500 Miles in Someone Else's Shoes

I've been hesitating on what to write about the Camino. I'd thought the lessons would all become apparent to me along the Way, but to be honest, they're only just starting to peek out of the shadows. It is like the ease with which one can solve the problems of others but not one's own: the issue has to be seen from a different perspective. Now that it has been nearly a month since I finished walking, the experience is finally folding together to the point where I can start making sense of it.

That's not to say the Camino was completely free of life lessons learned. In fact, I ran into an Italian hippie in Galicia who pointed out that the roads were paved with cow shit (I'd noticed) and said he had the realization one day that the more time he spent watching the road to avoid the cow shit, the more beautiful scenery he was missing. I agreed and added that, even if one steps in the shit, it can still be washed away. However, it was the "missing" aspect that I've only recently begun to notice.

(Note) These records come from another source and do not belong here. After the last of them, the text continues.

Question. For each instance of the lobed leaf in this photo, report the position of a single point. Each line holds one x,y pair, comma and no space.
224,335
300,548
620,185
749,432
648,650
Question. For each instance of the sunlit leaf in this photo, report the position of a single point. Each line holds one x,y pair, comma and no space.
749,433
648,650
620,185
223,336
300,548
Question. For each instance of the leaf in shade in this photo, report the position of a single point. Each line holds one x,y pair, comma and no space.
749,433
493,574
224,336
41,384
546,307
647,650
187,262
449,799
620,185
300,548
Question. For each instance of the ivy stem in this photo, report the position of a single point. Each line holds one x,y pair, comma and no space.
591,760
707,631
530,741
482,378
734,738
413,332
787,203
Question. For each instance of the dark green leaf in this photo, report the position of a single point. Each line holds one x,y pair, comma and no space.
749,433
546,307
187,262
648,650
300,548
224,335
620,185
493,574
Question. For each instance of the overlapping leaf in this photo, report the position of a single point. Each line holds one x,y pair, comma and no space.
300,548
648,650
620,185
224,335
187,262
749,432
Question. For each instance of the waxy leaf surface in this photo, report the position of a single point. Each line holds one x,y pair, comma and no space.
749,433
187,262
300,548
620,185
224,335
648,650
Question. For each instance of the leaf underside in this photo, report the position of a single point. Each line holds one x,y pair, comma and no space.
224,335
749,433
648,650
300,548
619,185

I've been working heavily on another blog, Bill Beaver's Best Laid Plans, a travel blog. As I've been writing and incorporating pictures, I noticed how few pictures I have of some areas and how few are actually of higher quality. This may be a standard ratio among photographers, but it has only highlighted what has been missing: time.

There are ten commandments of the Camino. I have been unable to locate a full list online, only references to the list I saw but did not fully process in Castrojeríz, but one stands out right now: You shall not change your pace to match another's.

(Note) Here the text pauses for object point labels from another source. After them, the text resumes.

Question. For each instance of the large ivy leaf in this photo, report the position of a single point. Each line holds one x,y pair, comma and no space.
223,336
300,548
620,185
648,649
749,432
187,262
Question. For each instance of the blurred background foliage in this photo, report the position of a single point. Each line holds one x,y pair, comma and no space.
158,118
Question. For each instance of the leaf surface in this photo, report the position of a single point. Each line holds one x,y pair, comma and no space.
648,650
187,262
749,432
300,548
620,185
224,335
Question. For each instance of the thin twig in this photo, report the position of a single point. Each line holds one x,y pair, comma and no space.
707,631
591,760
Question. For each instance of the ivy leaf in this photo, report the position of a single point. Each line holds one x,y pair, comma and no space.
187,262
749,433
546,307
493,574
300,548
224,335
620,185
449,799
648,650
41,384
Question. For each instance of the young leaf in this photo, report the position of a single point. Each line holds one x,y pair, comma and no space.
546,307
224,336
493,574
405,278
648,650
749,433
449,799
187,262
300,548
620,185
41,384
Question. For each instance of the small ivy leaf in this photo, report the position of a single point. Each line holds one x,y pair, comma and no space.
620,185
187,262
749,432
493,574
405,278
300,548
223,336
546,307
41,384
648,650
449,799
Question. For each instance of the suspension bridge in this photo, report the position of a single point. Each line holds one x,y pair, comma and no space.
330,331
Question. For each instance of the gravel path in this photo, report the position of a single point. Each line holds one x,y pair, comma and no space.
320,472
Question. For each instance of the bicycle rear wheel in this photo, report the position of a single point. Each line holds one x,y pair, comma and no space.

I had mapped out my Camino to start on March 3rd and conclude on April 8th. A day behind in Pamplona, I figured I would sacrifice a day in Santiago to compensate. Instead, I met two other peregrinos with whom I decided to keep pace, not the least reason of which being that one was close in age to me and attractive. I kept pace with both of them for half the Camino, hurrying through some towns I'd originally planned to explore in more depth. I caught up to my missing day and surpassed it. True, we seldom walked together for long, and by the midpoint of the Camino, both went further than they'd said, and I was left behind.

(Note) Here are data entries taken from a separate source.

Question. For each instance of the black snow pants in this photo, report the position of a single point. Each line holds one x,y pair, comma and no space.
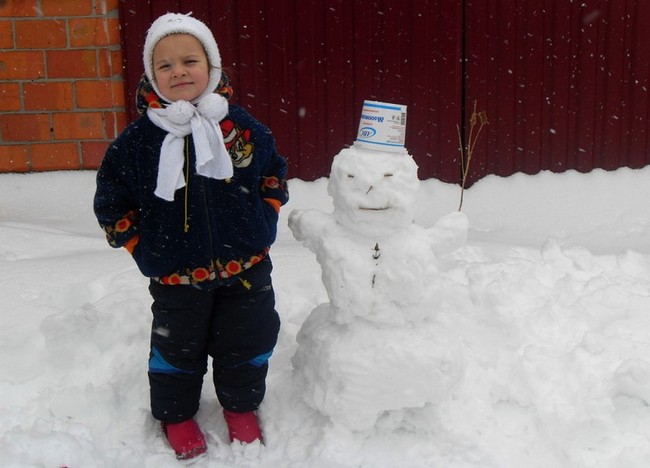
235,323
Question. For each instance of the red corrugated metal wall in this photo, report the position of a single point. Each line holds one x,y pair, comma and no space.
564,83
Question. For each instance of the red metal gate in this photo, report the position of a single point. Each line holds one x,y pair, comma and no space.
564,84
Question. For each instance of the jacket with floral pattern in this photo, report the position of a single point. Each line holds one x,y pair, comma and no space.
213,229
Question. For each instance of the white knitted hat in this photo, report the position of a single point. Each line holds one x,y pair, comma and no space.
176,23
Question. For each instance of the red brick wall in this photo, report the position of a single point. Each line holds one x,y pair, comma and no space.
61,85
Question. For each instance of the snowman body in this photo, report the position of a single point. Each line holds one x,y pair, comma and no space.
376,346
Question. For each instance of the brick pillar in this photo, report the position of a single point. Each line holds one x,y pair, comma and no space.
61,86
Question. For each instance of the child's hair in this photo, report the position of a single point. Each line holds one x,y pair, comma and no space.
176,23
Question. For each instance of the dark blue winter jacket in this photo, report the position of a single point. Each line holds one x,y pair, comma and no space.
213,229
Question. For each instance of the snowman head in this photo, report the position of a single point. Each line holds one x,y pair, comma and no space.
373,191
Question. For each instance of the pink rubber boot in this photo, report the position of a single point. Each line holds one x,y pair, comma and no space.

Someone wiser could have seen these two as faces who had entered and left my life, as is the natural way of things, but instead, feeling hurt and abandoned, I continued at the pace they had set. I made photographic sacrifices: it was too much of a hassle to take out the camera, and I was losing time and distance behind them. What if I didn't see them again in Santiago before they left, four days before I arrived? It became this huge, important matter that I somehow catch up with them, so much so that, even on the days where I decided to go slower, I still put in the same distances and made the same photographic sacrifices. I stopped making friends in the same way as I walked. I became hurried and impatient with people who wanted to chat. I was pushing myself to catch up with someone else's Camino and had given no more than a fleeting glance at my own Camino and what it meant to me. That, at least, has affected my journal and work afterward, especially as I read more into these places and learn more of what I missed.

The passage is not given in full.